Wie ist die East Pride Berlin entstanden?
WB: Als der Berliner CSD 2020 aufgrund der Coronamaßnahmen als virtuelles Event stattfinden sollte, war uns klar: Demonstrationen gehören auf die Straße und müssen dort stattfinden, wo es unbequem ist. Die East Pride führt seit 2021 durch die Berliner Bezirke Prenzlauer Berg und Mitte. Wir wollen an die Geschichte der Lesben- und Schwulenbewegung in der DDR und an ihre Kämpfe und Verdienste erinnern.
Für welche Anliegen seid ihr in den vergangenen Jahren auf die Straße gegangen?
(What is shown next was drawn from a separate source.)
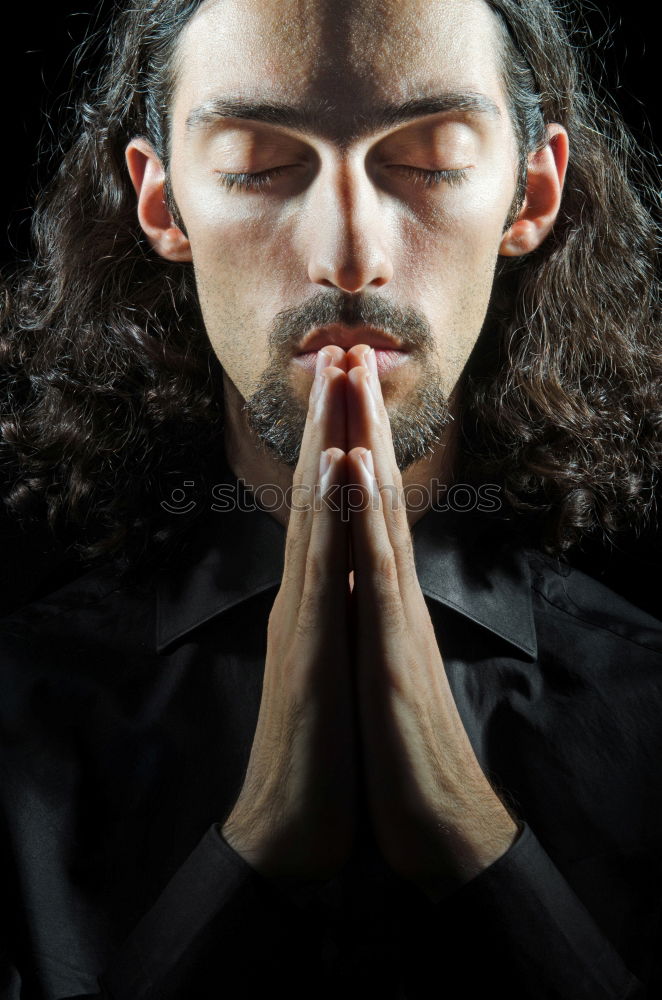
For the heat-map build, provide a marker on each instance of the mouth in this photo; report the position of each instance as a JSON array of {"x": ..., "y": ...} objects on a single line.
[{"x": 389, "y": 352}]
AD: Neben dem bleibenden Bezug auf die Lesben- und Schwulenbewegung in der DDR veranstalten wir die East Pride jedes Jahr unter einem Motto. 2021 waren wir Teil einer Sterndemonstration und haben unter dem Motto »Homophobie ist Sünde« die Situation von LGBT in Polen thematisiert. 2022 war das Jahr des russischen Angriffs auf die Ukraine. Deshalb demonstrierten wir unter dem Motto »Aus Homophobie folgt Krieg«. Und 2023 solidarisierten wir uns mit der LGBT-Bewegung in Uganda, nachdem das Parlament dort homosexuelle Handlungen mit schweren Strafen bis hin zur Todesstrafe belegt hat. Das Motto war: »Homosexualität ist für alle da«, denn dieses Gesetz dient dazu, die ganze Gesellschaft in Angst und Schrecken zu versetzen.